There are some things like grass, trees or rock that don’t have a big charge around them when encountered. Unless you’ve experienced trauma around trees. But there are some psychic realities that trigger us into wholesome/unwholesome thoughts pretty quickly. These psychic realities have oppositions built into them – eg. sex, politics, religion – they attract opposition. You know it’s a psychic reality because it’s hard to bring up at a party. Each one is a mixture of biography, archetypes, culture and gender, all blended up into a single idea.

We spend money we don’t have on things we don’t need to impress people we don’t like. The story we have about money usually offers two versions: either I need to earn more or spend less. But money is about the intersection of grasping and internalized stories, in other words, it’s an arena for awakening. Can we follow the money? Can we make money wholesome?

**Two Sides**

Karl Marx said that money is part of a system that deeply unjust, it damages the people who succeed and those who don’t succeed. The only escape is to overhaul the entire system and get off the conveyor belt.

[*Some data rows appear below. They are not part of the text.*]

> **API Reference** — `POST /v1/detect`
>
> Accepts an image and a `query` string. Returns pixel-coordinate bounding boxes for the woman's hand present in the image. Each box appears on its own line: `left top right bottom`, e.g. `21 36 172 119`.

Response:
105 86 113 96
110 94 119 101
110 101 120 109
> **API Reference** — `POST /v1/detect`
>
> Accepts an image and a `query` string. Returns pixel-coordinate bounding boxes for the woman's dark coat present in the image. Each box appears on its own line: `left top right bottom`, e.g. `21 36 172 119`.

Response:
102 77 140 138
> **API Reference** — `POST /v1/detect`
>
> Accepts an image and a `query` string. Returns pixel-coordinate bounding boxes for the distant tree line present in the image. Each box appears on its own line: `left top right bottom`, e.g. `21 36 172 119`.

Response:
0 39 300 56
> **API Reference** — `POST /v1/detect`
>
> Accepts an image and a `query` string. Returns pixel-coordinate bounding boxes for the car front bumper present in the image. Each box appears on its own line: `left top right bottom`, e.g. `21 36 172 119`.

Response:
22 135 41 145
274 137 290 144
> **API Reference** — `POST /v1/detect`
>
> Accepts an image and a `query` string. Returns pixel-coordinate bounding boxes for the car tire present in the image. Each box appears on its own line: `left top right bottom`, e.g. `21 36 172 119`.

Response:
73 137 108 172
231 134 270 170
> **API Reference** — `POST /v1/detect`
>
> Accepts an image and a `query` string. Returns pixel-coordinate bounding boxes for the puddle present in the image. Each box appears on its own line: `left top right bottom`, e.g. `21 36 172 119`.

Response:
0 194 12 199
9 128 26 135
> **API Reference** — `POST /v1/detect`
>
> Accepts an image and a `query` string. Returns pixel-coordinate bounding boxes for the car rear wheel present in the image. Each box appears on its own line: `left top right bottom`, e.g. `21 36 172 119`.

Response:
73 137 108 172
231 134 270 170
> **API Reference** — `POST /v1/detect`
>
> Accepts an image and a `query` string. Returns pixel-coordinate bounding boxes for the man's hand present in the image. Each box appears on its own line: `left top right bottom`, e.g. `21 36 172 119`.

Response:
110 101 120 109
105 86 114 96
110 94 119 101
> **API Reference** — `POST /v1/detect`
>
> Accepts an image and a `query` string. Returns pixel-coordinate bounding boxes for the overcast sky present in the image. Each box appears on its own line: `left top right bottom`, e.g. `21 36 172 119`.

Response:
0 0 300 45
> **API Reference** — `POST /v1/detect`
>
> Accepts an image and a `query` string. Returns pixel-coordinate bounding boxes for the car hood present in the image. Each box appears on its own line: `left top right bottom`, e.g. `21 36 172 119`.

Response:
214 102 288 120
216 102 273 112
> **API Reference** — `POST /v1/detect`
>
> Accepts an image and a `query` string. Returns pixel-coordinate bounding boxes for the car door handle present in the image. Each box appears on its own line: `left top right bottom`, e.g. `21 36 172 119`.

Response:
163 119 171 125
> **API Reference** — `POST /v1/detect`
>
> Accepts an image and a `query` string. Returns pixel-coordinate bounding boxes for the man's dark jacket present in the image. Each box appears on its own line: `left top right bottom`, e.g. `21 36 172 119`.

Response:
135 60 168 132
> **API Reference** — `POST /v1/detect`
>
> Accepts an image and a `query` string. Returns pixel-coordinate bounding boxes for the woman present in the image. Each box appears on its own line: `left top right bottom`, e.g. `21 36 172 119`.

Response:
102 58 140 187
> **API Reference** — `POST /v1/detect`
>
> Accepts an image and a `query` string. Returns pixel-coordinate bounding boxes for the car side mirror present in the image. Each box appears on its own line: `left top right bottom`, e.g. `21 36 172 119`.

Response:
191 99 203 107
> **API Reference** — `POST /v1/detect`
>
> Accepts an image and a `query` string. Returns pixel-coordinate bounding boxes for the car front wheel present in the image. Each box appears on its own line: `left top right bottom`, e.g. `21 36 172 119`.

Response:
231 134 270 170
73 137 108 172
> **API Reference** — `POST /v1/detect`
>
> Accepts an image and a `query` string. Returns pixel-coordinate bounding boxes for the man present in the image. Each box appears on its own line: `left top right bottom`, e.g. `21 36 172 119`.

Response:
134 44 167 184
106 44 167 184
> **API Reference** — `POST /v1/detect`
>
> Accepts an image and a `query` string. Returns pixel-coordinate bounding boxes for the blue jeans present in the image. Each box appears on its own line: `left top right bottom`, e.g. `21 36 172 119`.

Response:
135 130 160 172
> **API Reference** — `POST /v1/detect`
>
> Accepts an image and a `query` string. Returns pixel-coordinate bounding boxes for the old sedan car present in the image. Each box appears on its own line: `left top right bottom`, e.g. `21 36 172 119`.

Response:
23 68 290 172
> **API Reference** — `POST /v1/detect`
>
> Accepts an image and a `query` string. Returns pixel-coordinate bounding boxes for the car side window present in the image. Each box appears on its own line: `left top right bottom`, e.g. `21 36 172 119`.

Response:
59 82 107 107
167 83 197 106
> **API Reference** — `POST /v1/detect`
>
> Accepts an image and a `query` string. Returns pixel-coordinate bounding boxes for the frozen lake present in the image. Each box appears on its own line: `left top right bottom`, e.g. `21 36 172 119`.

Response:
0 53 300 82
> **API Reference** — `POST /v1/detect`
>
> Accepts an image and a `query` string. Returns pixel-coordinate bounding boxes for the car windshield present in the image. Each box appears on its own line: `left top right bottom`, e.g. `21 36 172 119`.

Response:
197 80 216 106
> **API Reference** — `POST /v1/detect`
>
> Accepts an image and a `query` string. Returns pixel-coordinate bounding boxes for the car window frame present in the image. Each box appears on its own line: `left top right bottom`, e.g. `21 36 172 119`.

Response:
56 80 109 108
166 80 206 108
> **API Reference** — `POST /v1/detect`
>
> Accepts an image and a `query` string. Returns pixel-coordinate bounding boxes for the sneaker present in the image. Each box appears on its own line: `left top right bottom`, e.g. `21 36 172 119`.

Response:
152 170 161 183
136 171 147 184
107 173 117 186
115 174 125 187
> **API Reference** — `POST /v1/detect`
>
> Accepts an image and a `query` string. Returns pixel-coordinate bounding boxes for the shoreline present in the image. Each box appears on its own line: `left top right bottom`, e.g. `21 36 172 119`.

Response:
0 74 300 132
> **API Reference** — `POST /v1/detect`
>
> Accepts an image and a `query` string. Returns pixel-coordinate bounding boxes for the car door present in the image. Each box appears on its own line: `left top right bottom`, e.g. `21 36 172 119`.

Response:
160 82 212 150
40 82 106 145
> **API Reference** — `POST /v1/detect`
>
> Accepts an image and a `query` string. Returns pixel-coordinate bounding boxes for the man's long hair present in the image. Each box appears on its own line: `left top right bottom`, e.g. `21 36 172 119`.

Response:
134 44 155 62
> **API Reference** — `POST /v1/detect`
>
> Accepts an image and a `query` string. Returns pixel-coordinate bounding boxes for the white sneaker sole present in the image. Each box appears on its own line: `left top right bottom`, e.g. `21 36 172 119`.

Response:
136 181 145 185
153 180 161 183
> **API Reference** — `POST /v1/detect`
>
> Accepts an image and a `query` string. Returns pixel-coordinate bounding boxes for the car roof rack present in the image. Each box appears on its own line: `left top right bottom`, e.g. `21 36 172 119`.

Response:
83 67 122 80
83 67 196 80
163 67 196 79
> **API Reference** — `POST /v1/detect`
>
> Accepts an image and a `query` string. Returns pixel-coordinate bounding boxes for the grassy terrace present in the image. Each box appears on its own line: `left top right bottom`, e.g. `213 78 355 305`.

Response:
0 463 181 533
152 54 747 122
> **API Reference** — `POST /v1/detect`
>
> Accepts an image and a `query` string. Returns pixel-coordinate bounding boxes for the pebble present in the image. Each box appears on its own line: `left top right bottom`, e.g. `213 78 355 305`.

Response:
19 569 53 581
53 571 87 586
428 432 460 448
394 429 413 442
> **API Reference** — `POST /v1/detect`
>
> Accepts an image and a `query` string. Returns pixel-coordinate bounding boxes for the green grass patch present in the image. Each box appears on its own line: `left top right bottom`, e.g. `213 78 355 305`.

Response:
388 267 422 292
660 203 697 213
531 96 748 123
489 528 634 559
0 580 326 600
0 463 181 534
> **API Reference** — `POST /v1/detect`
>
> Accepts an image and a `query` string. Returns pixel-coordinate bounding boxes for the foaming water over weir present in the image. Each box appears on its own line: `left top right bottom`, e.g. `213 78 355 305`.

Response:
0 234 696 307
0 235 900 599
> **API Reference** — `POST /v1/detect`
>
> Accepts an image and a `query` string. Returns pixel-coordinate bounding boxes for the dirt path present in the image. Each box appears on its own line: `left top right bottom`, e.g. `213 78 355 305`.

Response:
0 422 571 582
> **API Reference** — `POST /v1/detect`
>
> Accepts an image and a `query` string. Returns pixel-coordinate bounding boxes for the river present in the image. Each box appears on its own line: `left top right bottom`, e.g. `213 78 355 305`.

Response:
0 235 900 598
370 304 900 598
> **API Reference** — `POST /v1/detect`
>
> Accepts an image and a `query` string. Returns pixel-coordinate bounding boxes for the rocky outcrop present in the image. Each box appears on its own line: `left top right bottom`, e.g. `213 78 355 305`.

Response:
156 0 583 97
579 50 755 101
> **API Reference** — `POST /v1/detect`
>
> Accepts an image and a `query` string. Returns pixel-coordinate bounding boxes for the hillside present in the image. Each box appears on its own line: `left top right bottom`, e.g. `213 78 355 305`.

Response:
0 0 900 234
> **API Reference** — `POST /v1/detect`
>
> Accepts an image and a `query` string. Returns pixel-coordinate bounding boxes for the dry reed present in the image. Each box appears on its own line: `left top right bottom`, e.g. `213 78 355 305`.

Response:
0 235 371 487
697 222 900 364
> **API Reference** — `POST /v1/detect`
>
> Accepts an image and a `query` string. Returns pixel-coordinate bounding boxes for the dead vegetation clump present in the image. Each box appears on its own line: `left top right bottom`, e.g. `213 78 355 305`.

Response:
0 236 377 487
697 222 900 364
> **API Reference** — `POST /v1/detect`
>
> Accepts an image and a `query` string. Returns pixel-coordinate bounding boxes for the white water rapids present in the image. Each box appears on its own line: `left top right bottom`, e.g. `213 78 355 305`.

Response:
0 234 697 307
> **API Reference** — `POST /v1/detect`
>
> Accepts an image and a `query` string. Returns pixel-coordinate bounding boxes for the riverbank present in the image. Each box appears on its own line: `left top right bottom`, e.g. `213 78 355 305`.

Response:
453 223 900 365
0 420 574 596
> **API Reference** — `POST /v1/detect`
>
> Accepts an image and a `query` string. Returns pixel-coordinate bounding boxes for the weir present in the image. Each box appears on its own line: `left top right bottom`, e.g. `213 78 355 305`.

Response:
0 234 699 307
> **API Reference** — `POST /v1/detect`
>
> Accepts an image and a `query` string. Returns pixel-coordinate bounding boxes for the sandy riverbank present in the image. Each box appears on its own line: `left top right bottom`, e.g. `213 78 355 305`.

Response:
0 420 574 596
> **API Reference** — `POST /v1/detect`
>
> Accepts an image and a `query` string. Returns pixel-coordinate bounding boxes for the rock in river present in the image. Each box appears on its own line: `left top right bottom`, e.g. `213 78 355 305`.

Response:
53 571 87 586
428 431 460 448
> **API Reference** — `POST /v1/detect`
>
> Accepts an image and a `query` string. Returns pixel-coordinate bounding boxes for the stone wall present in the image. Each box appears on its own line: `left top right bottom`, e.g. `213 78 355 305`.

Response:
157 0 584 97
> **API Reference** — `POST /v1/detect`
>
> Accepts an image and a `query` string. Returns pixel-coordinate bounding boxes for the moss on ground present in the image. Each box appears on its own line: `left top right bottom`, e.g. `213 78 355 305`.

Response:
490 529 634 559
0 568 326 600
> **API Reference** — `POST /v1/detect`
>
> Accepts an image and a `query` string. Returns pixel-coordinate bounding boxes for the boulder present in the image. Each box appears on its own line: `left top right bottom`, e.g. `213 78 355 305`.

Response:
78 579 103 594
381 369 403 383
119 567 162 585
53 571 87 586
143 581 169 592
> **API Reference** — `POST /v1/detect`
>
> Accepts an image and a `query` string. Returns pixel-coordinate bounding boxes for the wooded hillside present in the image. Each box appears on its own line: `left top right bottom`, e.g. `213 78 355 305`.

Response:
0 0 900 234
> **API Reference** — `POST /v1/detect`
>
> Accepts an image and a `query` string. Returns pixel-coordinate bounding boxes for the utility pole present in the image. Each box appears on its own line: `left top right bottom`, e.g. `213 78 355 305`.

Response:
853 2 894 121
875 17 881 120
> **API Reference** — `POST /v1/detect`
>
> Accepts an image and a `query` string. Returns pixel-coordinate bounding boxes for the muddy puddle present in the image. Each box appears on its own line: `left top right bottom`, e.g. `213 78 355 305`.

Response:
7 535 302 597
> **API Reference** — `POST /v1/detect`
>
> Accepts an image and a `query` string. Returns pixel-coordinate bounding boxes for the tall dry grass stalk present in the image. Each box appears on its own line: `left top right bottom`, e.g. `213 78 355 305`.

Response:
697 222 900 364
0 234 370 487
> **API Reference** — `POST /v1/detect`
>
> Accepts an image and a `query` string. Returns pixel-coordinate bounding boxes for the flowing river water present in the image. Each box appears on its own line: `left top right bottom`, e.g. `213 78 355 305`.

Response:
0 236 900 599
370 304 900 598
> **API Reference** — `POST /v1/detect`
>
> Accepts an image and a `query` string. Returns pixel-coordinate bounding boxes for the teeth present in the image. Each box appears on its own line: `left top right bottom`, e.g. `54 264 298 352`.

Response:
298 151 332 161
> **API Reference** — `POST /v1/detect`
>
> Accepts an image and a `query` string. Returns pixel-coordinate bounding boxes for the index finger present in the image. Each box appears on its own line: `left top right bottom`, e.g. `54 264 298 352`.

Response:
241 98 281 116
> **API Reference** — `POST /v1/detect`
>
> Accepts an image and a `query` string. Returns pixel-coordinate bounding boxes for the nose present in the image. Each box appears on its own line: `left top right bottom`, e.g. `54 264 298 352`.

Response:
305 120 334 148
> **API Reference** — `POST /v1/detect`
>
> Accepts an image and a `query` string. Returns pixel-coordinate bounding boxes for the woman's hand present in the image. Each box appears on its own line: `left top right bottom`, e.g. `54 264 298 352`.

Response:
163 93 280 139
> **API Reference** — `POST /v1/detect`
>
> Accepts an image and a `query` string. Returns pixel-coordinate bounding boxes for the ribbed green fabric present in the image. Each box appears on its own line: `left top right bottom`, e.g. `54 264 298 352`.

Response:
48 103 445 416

On the other side is the Chicago School of Economics. They feel money is neutral, harmless, and that it should flow freely. More freely than people even, given the nature of so-called free trade agreements, where money can flow across borders but people can’t. They feel that if everyone works according to their self interest wealth will be distributed by “an invisible hand.”

The Buddha believed the workplace, or “right livelihood” was as much concerned with the spirit in which work is done as the economic results. There could be an atmosphere of kindness and co-operation, mindfulness and generosity.


When there’s a lot of grasping around money, around the thing that I want more than any other thing, how central is this want to my becoming a good version of myself? What is this thing actually for in my life? When you really want something, where will this thing go in my life? How does it fit into the cultivation of myself? What kind of role should this thing play in my life and community? How central is it to living a flourishing life? How does this thing support friendship, the earth, modesty and helpfulness?

Peter Levitt: his whole practice is to be happy, be helpful, be modest, be kind.